Determining your Terminal Server Session ID from C#

 
 

Sent to you by Hudong via Google Reader:

 
 

via MSDN Blogs by EricBowen on Sep 05, 2007

I ran into an interesting .NET Remoting problem yesterday: Users on Terminal Services were stomping on each other running an app with a "private" remoting server that hadn't taken into account the possibility that multiple user could be trying to run it simultaneously on the same computer.
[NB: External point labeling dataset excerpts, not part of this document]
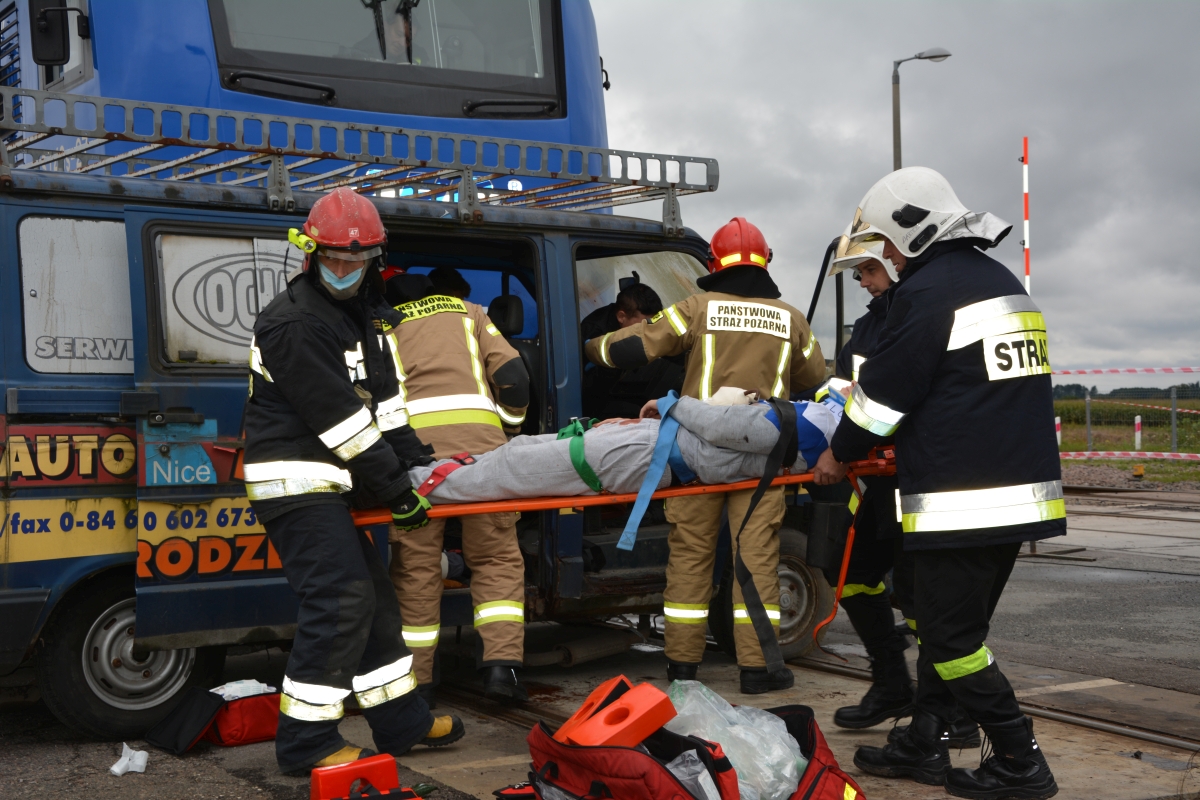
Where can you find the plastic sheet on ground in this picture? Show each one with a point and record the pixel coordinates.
(767, 759)
(132, 761)
(694, 776)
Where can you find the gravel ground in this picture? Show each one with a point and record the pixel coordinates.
(1119, 477)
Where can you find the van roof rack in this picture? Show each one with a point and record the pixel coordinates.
(285, 155)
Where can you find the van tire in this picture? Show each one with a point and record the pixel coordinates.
(115, 696)
(805, 599)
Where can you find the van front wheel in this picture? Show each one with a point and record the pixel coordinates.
(804, 600)
(93, 678)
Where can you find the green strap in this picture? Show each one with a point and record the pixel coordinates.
(575, 431)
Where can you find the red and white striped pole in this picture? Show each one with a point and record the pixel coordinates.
(1025, 170)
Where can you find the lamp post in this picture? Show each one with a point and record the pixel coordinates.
(931, 54)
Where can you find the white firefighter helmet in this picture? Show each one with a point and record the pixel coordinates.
(851, 254)
(913, 206)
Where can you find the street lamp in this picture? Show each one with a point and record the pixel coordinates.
(931, 54)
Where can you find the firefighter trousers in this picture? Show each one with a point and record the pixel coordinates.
(695, 527)
(347, 641)
(497, 588)
(876, 552)
(955, 593)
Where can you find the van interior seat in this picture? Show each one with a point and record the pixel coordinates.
(507, 312)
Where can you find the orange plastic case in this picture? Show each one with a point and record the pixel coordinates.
(628, 720)
(600, 697)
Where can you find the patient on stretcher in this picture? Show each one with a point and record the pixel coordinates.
(714, 444)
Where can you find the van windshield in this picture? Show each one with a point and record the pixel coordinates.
(491, 36)
(388, 54)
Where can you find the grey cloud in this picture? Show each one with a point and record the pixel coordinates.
(795, 102)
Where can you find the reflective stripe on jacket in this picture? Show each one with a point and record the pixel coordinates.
(754, 343)
(960, 377)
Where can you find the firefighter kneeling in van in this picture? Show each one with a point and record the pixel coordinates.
(324, 410)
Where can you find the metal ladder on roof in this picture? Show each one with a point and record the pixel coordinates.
(285, 155)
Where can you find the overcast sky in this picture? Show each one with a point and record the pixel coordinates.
(793, 98)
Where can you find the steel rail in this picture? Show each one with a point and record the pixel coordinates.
(1032, 710)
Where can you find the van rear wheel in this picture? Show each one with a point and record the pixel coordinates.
(804, 600)
(94, 680)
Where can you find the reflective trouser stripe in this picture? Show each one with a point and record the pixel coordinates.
(311, 702)
(676, 320)
(306, 711)
(604, 349)
(873, 416)
(852, 589)
(742, 615)
(421, 636)
(965, 666)
(391, 413)
(477, 368)
(685, 613)
(785, 354)
(385, 684)
(499, 611)
(706, 376)
(966, 510)
(810, 347)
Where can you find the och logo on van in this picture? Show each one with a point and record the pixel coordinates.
(221, 296)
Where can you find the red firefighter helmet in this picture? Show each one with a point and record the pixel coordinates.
(345, 223)
(738, 244)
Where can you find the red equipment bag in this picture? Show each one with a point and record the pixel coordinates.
(573, 773)
(822, 780)
(564, 771)
(245, 721)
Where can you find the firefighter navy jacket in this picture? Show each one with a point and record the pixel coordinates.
(324, 409)
(961, 377)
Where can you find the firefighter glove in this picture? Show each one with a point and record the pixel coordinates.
(411, 511)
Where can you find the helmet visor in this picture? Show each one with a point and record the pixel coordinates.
(348, 256)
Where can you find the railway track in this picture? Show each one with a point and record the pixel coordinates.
(529, 714)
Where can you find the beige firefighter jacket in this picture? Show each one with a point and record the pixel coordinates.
(753, 343)
(457, 376)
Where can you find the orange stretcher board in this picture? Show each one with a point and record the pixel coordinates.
(383, 516)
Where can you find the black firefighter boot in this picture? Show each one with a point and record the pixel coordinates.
(501, 684)
(963, 733)
(921, 753)
(889, 696)
(1015, 769)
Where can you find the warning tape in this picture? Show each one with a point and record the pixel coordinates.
(1129, 371)
(1161, 408)
(1127, 453)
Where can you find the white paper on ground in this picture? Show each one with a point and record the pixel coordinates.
(131, 761)
(239, 689)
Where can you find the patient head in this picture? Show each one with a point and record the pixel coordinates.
(635, 304)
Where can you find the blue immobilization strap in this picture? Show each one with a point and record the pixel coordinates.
(667, 429)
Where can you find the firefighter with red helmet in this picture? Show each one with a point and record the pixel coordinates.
(324, 417)
(739, 334)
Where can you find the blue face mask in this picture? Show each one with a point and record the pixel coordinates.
(337, 283)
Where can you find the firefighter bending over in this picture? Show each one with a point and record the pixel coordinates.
(463, 386)
(961, 377)
(324, 415)
(739, 334)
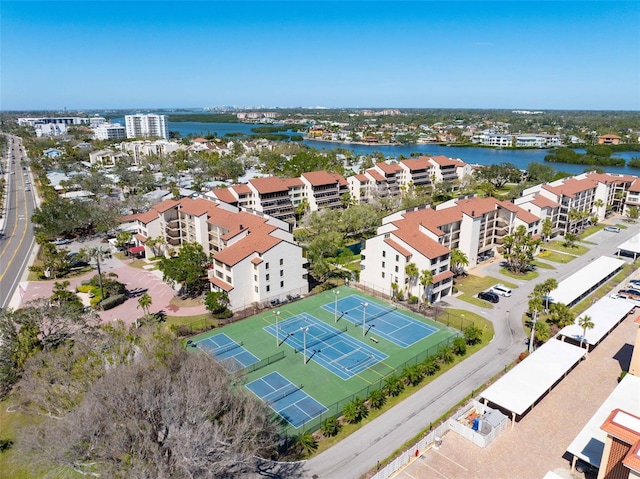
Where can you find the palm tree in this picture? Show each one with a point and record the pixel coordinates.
(411, 270)
(98, 253)
(144, 302)
(585, 322)
(426, 280)
(458, 261)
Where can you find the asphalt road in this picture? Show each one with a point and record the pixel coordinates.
(17, 240)
(361, 451)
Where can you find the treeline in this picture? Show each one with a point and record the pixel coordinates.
(595, 155)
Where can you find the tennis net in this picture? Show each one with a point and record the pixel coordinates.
(283, 394)
(381, 313)
(227, 348)
(320, 339)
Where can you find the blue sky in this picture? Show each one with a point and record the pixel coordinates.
(438, 54)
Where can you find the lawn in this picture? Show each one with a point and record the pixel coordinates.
(556, 257)
(577, 249)
(471, 285)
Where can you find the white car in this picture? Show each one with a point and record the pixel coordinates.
(501, 290)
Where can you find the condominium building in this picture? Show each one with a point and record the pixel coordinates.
(255, 258)
(110, 131)
(426, 236)
(147, 126)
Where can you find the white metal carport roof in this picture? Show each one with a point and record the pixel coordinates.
(605, 314)
(573, 287)
(517, 390)
(589, 443)
(632, 245)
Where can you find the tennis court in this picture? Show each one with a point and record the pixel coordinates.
(230, 354)
(328, 346)
(386, 322)
(287, 399)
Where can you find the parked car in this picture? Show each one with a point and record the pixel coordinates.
(489, 296)
(501, 289)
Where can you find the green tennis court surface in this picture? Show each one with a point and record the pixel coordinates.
(343, 360)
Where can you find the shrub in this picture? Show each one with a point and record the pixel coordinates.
(112, 301)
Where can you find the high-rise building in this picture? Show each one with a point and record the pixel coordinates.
(147, 126)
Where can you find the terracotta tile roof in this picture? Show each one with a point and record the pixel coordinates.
(320, 178)
(241, 189)
(389, 169)
(375, 174)
(445, 161)
(270, 184)
(257, 242)
(623, 425)
(221, 284)
(421, 163)
(442, 276)
(225, 194)
(542, 201)
(398, 248)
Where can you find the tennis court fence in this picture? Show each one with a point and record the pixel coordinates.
(335, 409)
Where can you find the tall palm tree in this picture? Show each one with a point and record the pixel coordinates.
(411, 270)
(426, 280)
(585, 322)
(144, 302)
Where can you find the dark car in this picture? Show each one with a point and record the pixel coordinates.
(489, 296)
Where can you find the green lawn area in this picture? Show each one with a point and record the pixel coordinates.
(556, 257)
(543, 265)
(577, 250)
(529, 275)
(472, 285)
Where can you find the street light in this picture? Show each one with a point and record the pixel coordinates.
(364, 316)
(304, 342)
(277, 313)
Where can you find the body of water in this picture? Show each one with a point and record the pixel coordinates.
(472, 155)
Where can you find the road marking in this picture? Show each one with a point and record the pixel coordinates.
(449, 459)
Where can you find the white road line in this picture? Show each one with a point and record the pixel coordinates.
(451, 460)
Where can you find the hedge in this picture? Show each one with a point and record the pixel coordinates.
(112, 301)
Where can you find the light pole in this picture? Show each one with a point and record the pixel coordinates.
(304, 342)
(364, 316)
(277, 313)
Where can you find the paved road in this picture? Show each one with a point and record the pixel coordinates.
(17, 240)
(361, 451)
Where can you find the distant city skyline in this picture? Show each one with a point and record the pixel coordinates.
(547, 55)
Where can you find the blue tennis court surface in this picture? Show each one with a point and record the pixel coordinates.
(388, 323)
(287, 399)
(328, 346)
(231, 355)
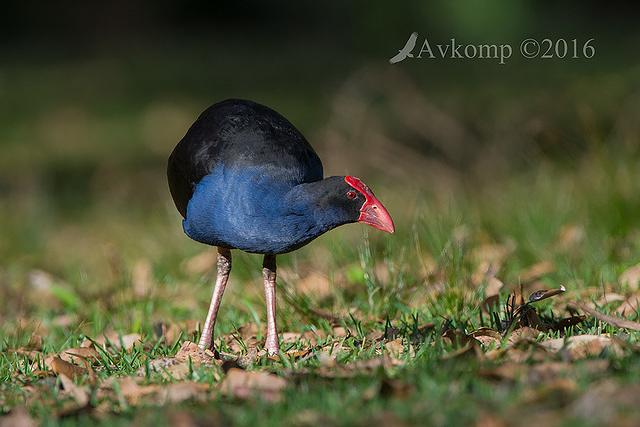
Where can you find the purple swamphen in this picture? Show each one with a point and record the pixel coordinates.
(243, 177)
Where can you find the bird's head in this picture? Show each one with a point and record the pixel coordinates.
(372, 212)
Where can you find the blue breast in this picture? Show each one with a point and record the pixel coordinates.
(248, 210)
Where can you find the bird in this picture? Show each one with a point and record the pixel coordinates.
(405, 52)
(243, 177)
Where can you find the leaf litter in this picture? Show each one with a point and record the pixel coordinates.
(514, 348)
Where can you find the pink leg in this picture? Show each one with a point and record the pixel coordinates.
(269, 274)
(224, 267)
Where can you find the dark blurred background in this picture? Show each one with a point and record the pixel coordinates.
(94, 95)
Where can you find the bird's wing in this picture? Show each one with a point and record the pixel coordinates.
(240, 134)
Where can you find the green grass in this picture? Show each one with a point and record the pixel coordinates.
(89, 214)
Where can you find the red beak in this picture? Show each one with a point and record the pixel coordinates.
(372, 212)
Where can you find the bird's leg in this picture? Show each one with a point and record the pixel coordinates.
(224, 267)
(269, 274)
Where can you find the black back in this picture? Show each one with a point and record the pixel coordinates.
(240, 134)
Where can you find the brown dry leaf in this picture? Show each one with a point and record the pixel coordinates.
(62, 367)
(506, 372)
(630, 277)
(611, 320)
(245, 384)
(630, 306)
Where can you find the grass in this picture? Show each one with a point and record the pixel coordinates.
(91, 244)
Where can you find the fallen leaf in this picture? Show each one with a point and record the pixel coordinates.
(62, 367)
(245, 384)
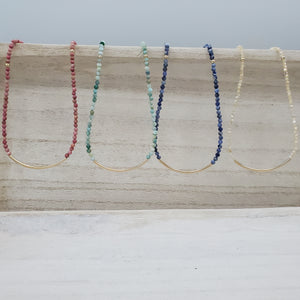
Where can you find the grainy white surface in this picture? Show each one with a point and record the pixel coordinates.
(249, 254)
(40, 130)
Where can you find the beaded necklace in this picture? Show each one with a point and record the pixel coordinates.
(291, 106)
(92, 110)
(217, 103)
(5, 105)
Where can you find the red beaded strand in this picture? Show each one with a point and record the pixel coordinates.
(6, 93)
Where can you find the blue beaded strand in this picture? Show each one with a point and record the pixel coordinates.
(217, 97)
(161, 93)
(150, 96)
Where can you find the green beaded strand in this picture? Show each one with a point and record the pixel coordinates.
(92, 110)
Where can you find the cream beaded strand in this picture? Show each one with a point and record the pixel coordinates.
(291, 106)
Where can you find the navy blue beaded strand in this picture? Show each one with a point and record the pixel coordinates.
(217, 97)
(161, 94)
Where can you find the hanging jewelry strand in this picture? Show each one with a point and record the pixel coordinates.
(291, 106)
(92, 110)
(217, 104)
(5, 105)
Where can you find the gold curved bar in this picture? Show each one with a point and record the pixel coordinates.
(262, 170)
(184, 171)
(121, 170)
(290, 102)
(38, 167)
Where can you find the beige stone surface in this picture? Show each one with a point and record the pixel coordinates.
(247, 254)
(40, 130)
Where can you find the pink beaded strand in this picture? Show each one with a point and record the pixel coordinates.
(5, 104)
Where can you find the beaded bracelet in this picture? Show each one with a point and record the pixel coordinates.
(92, 110)
(5, 105)
(217, 103)
(291, 106)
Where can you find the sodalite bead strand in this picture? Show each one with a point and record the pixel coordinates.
(217, 97)
(150, 95)
(92, 110)
(161, 94)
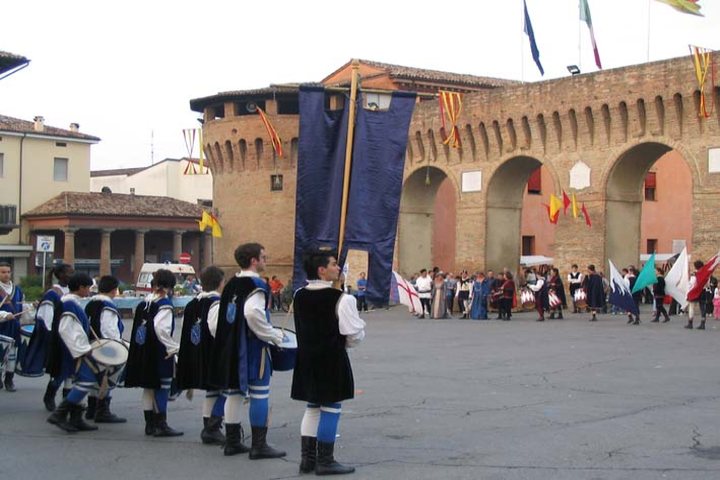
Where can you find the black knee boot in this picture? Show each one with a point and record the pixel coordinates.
(326, 464)
(103, 413)
(211, 434)
(259, 448)
(149, 422)
(233, 440)
(92, 407)
(10, 385)
(49, 397)
(162, 429)
(308, 452)
(77, 421)
(59, 417)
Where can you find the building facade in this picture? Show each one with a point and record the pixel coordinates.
(37, 162)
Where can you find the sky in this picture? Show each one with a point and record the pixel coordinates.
(126, 71)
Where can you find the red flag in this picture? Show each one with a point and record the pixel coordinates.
(586, 215)
(566, 202)
(701, 278)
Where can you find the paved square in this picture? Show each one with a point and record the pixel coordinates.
(563, 399)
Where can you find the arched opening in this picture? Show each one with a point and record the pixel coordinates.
(426, 227)
(648, 204)
(506, 191)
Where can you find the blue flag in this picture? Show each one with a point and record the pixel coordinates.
(379, 148)
(647, 275)
(620, 295)
(533, 44)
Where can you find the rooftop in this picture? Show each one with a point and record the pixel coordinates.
(17, 125)
(114, 204)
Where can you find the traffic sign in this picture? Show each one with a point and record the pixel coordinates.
(45, 243)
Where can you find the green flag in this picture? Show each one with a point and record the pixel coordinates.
(646, 276)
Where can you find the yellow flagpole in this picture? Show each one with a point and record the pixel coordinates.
(348, 153)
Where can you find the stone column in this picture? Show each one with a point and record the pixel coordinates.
(207, 250)
(69, 252)
(177, 245)
(105, 253)
(139, 252)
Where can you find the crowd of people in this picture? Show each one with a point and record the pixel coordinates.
(542, 288)
(228, 347)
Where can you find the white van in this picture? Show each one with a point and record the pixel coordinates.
(181, 271)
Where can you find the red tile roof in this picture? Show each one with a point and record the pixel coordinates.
(16, 125)
(114, 204)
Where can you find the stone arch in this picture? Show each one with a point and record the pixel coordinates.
(426, 227)
(504, 203)
(624, 195)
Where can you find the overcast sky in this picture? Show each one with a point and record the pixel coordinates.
(125, 71)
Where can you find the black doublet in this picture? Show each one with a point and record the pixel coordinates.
(194, 360)
(322, 370)
(142, 364)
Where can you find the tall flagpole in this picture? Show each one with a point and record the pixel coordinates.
(348, 154)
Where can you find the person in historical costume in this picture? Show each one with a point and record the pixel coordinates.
(438, 305)
(423, 285)
(478, 297)
(595, 292)
(240, 361)
(196, 344)
(540, 288)
(508, 296)
(556, 286)
(151, 360)
(105, 322)
(659, 294)
(575, 281)
(72, 338)
(11, 305)
(326, 323)
(38, 356)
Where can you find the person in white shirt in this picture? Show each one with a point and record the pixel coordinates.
(423, 284)
(74, 346)
(327, 324)
(241, 363)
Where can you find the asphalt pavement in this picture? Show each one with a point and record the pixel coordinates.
(562, 399)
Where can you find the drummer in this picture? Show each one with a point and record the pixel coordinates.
(11, 297)
(105, 322)
(74, 345)
(327, 323)
(241, 367)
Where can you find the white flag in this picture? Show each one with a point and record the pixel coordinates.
(677, 280)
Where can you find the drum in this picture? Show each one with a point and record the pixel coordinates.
(580, 298)
(527, 299)
(25, 336)
(553, 300)
(108, 353)
(283, 356)
(6, 344)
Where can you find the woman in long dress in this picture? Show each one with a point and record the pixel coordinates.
(479, 294)
(438, 308)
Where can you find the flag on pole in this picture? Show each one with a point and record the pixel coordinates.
(685, 6)
(702, 276)
(401, 291)
(647, 275)
(585, 17)
(531, 37)
(620, 295)
(586, 215)
(677, 280)
(566, 202)
(574, 206)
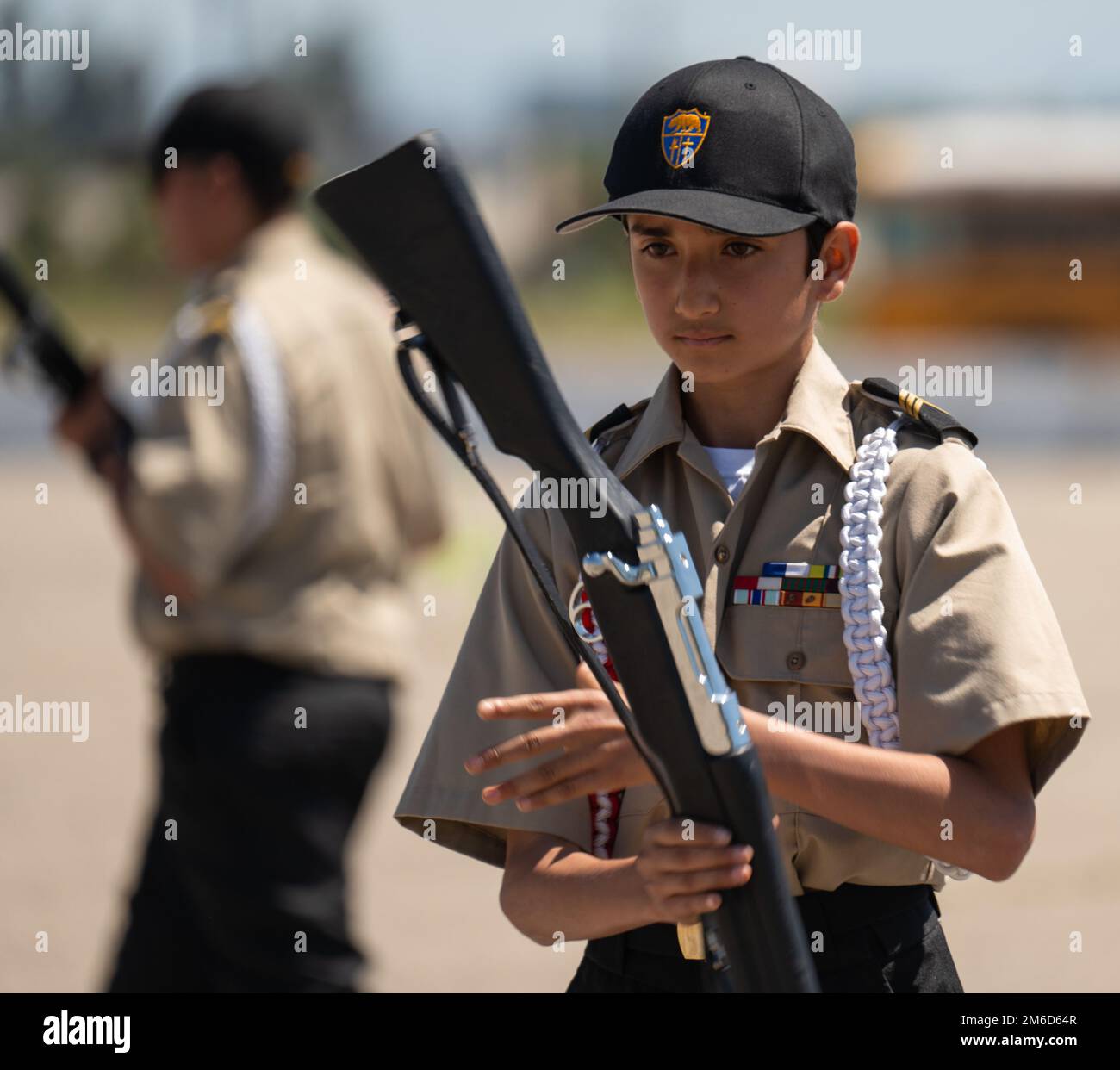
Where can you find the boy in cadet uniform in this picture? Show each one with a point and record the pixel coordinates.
(851, 548)
(271, 519)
So the next question became: How do we uniquely identify separate instances on the same server? The quick answer was username, but that would fail if a user had multiple terminal server sessions. The better answer was to use the terminal server session id. Here's a code sample to determine your session id:

[DllImport("kernel32.dll")]

static extern bool ProcessIdToSessionId(uint dwProcessId, out uint pSessionId);

static void Main(string[] args)

{

Process _currentProcess = Process.GetCurrentProcess();

uint _processID = (uint)_currentProcess.Id;

uint _sessionID;

bool _result = ProcessIdToSessionId(_processID, out _sessionID);

Console.WriteLine("ProcessIdToSessionId Result: " + _result.ToString());

Console.WriteLine("Process ID = " + _processID.ToString());

Console.WriteLine("Session ID = " + _sessionID.ToString());

Console.ReadLine();

}



Notes:
  1. On a standalone workstation the session id is zero (0).
  2. The console session on a server is also zero (0).